To date, South Korean automaker Hyundai has focused on offering electrified variants of existing internal combustion engine models as a way of meeting ever-higher average fuel economy targets and tough emissions targets. Even its first production hydrogen fuel cell vehicle — the Hyundai Tucson FCV — is based on an internal combustion engine crossover SUV of the same name.
Earlier today however, Hyundai broke with that tradition by announcing its intent to unveil the IONIQ, a brand-new compact vehicle designed from the ground up to be its first custom-made alternative-fuelled car.
In the automotive world, that’s hardly a first. The Nissan LEAF, Toyota Prius, and BMW i3 are all examples of electrified cars built by an automaker from the ground up to be fuelled by something other than a conventional internal combustion engine and conventional drivetrain.
But the Hyundai IONIQ, which will make its global debut at in January next year in South Korea and then put in appearances at the 2016 New York Auto Show and 2016 Geneva Motor Show, will be the first production vehicle from any automaker to be designed specifically to accommodate either hybrid, plug-in hybrid or fully electric drivetrain.

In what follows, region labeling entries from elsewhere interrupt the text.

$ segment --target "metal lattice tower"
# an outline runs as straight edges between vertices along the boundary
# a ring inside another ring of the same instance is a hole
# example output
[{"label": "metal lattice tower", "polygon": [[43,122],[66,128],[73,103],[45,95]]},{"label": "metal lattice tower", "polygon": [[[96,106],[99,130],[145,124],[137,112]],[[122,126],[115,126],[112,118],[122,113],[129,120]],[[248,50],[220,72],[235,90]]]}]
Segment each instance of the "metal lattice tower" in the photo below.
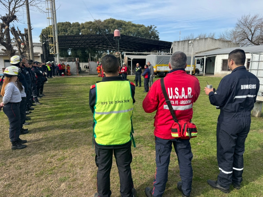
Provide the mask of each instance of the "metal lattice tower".
[{"label": "metal lattice tower", "polygon": [[47,11],[46,18],[49,52],[50,54],[56,54],[56,44],[54,28],[53,1],[53,0],[46,0],[46,9]]}]

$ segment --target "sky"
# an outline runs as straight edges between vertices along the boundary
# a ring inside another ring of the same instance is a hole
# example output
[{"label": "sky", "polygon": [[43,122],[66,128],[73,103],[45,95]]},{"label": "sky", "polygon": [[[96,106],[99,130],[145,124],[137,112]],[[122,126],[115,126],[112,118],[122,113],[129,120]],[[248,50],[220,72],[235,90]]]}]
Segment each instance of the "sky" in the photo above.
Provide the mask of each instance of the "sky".
[{"label": "sky", "polygon": [[[56,4],[58,22],[81,23],[93,18],[111,18],[146,26],[153,25],[157,27],[160,40],[171,42],[179,40],[180,31],[181,38],[191,33],[197,35],[210,32],[217,36],[233,27],[243,15],[263,15],[262,0],[56,0]],[[0,14],[5,13],[0,10]],[[22,32],[27,27],[25,13],[24,15],[14,24]],[[39,42],[41,30],[47,26],[47,16],[32,10],[30,15],[33,42]]]}]

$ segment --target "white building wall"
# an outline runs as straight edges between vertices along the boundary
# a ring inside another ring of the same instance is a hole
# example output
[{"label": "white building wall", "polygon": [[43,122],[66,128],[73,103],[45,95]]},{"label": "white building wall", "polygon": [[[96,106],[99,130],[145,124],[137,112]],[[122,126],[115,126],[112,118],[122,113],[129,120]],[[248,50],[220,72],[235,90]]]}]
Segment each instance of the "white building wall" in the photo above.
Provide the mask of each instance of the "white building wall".
[{"label": "white building wall", "polygon": [[[246,62],[245,66],[246,67],[248,59],[251,57],[251,54],[246,53]],[[231,71],[221,71],[222,60],[228,59],[228,54],[217,55],[216,57],[215,63],[214,75],[217,76],[225,76],[231,73]]]}]

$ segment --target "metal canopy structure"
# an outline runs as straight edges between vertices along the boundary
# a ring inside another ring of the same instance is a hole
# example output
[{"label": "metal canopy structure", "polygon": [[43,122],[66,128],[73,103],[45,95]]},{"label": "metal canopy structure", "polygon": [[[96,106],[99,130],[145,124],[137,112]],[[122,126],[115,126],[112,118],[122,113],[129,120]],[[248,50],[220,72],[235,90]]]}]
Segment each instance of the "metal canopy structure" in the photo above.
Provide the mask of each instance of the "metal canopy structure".
[{"label": "metal canopy structure", "polygon": [[[42,37],[44,38],[44,40],[48,40],[47,36],[42,34]],[[83,49],[116,51],[117,45],[113,37],[113,34],[59,36],[59,50],[65,51]],[[119,42],[120,51],[130,52],[169,52],[172,44],[170,42],[123,35],[121,35]]]}]

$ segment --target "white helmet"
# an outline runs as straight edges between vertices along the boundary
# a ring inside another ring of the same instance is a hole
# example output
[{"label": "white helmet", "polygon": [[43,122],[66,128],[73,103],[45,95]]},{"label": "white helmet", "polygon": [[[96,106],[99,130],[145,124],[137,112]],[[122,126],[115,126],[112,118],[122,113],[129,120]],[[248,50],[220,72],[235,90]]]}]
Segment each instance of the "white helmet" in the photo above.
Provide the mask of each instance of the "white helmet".
[{"label": "white helmet", "polygon": [[19,55],[14,55],[10,59],[10,63],[11,64],[19,64],[22,60]]},{"label": "white helmet", "polygon": [[6,76],[10,77],[12,76],[18,75],[18,68],[17,67],[15,66],[11,66],[6,68],[4,74]]}]

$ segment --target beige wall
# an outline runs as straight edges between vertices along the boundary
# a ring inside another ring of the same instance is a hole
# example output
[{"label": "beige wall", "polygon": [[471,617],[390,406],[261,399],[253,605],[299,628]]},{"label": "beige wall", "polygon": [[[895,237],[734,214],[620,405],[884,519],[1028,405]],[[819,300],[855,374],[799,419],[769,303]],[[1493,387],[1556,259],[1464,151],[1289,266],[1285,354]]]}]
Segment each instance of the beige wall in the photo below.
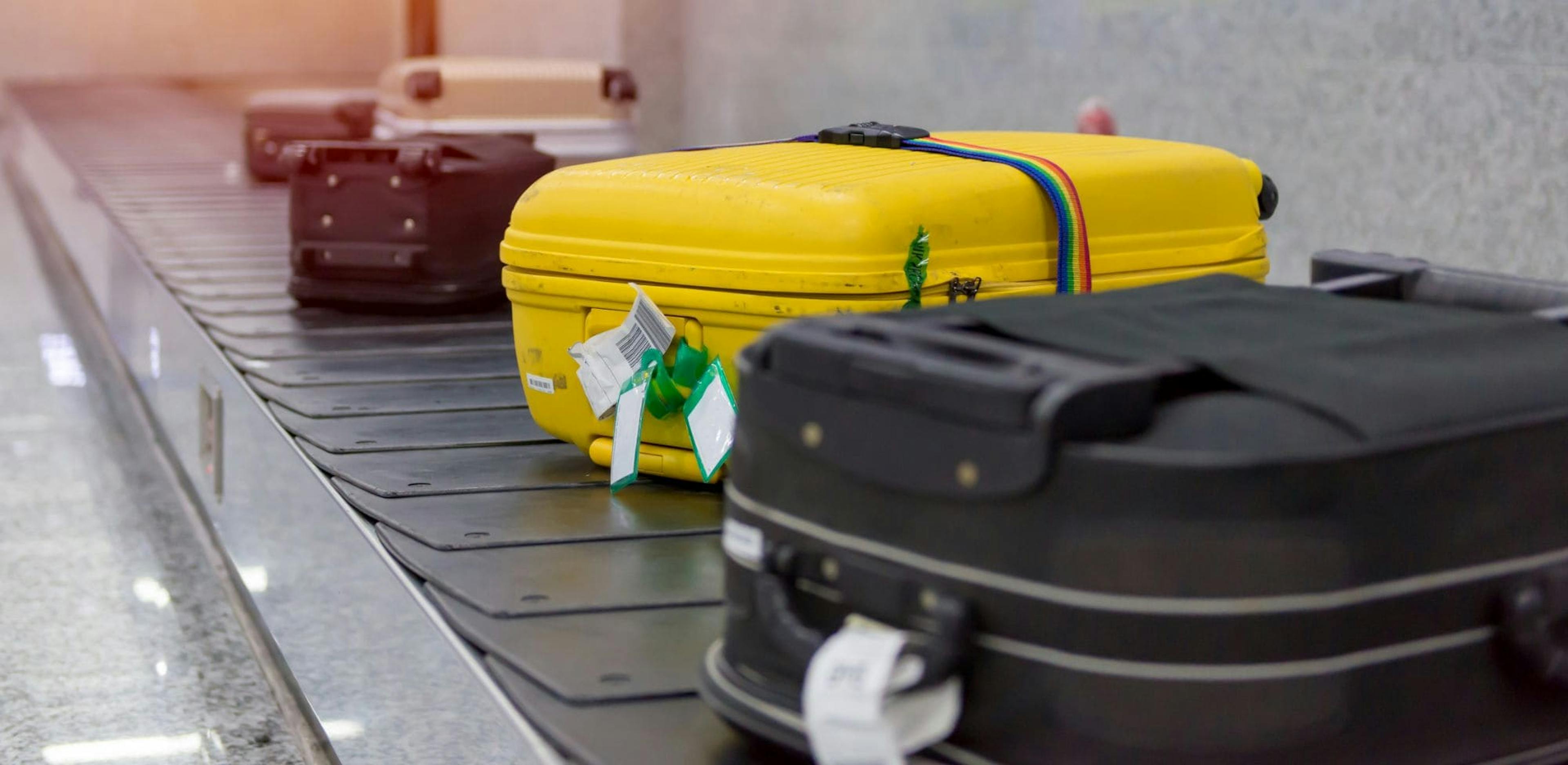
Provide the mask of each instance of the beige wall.
[{"label": "beige wall", "polygon": [[621,0],[437,0],[441,49],[456,55],[621,63]]},{"label": "beige wall", "polygon": [[400,0],[0,0],[0,78],[373,72]]}]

When it launches, Hyundai says all three drivetrain options will be available for customers to choose. A conventional internal combustion engine without electrification won’t ever be offered.

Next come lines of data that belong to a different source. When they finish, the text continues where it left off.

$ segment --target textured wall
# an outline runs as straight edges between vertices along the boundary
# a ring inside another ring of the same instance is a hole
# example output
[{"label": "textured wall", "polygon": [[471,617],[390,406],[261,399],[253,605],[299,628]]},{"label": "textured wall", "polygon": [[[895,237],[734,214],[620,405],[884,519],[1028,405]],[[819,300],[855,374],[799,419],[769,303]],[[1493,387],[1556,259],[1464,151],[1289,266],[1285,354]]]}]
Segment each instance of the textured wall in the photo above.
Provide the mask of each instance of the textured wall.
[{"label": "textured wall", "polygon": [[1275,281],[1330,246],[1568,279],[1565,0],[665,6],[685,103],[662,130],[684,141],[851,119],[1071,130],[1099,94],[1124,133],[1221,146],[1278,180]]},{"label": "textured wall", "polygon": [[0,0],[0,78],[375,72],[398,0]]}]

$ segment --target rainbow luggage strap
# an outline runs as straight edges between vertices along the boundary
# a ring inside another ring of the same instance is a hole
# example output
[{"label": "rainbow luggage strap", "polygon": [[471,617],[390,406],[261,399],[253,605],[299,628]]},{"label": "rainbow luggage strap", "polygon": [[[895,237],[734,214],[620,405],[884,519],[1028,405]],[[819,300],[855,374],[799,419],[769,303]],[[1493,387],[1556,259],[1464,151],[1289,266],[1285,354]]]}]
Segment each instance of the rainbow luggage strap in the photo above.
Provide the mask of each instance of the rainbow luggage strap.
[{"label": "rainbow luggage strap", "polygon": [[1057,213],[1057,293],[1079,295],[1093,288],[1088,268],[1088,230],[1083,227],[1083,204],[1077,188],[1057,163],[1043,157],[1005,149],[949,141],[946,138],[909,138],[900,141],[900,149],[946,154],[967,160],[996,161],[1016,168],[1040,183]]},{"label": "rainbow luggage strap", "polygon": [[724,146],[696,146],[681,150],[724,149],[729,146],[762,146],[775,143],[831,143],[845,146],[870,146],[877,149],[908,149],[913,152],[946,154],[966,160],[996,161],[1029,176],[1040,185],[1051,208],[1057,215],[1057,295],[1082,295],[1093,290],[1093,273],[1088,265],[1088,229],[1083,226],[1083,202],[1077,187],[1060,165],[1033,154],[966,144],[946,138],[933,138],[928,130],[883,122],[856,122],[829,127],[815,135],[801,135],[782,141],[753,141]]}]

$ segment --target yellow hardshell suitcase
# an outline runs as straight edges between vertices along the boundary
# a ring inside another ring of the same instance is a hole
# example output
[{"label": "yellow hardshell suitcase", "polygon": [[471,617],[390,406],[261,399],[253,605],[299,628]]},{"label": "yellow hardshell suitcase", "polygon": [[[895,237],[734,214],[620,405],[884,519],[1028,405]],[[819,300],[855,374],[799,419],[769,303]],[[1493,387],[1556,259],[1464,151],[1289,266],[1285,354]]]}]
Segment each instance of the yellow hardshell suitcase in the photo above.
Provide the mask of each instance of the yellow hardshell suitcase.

“Hyundai Motor has a heritage of building innovative, fuel-efficient vehicles, so we are proud to advance our eco-friendly car line-up with the introduction of IONIQ. Our vision for future mobility focuses on choice, with a variety of powertrain options to suit customers’ varied lifestyles, without compromising on design or driving enjoyment,” said Woong-Chul Yang, head of Hyundai’s Research and Development Centre in Hyundai’s official press release. “IONIQ embodies Hyundai Motor’s vision to shift the automotive paradigm and future mobility; IONIQ is the fruit of our efforts to become the leader in the global green car market.”
Built from the ground up as a completely new vehicle on a brand-new vehicular platform, the teaser shot of the IONIQ reminds us very much of the Elantra subcompact in its looks. It’s no surprise then that the next-generation Hyundai Elantra is expected to be built on the same brand-new platform as the IONIQ, opening the door to the possibility that perhaps it too could one day be offered with a variety of different drivetrain choices.
At the moment however, that last thought is pure conjecture on our part — but we can confidently note that the IONIQ EV will be a car which Hyundai hopes to take on the heavyweights of the all-electric, plug-in hybrid and hybrid car world. Namely the Nissan LEAF electric car, the Chevrolet Volt range-extended plug-in hybrid EV, and the venerable Toyota Prius hybrid.
To do that, Hyundai says the IONIQ EV will be fitted with a “high-capacity, ultra-efficient” lithium-ion battery, while the plug-in hybrid version will offer fuel efficient gas mileage as well as all-electric capabilities. For now, it isn’t telling us what kind of range we can expect from the all-electric IONIQ EV or indeed how the IONIQ PHEV will operate.
Given it is developing an all-electric version of the IONIQ, Hyundai could be planning to give the IONIQ PHEV a gasoline range-extending engine to supplement the electric capabilities of the IONIQ EV without reducing motor power or performance, a design element which would make the IONIQ PHEV a direct competitor to the 2016 Chevrolet Volt.
The alternative would be to utilize a system similar to that used for its existing Hyundai Sonata plug-in hybrid, where a small electric motor supplements the gasoline engine for improved efficiency and limited (sub-20 mile) all-electric range around town. In order to truly compete against the Chevrolet Volt however, we’d suggest the former approach would be far more rewarding.
Noticeable in its absence is a hydrogen fuel cell variant of the IONIQ. For the past few years, Hyundai has been working hard to promote and develop hydrogen fuel cell vehicles, leasing and selling limited-numbers of its Hyundai Tucson FCV SUV in key market areas in Europe, the U.S. and Asia. For this particular model however, hydrogen seems to have taken a back seat.
That decision could be down to engineering challenges — namely fitting the big and bulky hydrogen fuel cell drivetrain and fuel tanks into a subcompact car — or due to the sheer costs currently associated with production of a hydrogen fuel cell vehicle.
We’ll find out more in the next few weeks, but for now, we’re keen to know what you’d like Hyundai to include in the IONIQ in terms of features — and how much you’d be willing to pay for it?
Is CHAdeMO DC quick charging a must on the IONIQ EV? How about range? Or perhaps you’re more interested in hybrid fuel economy?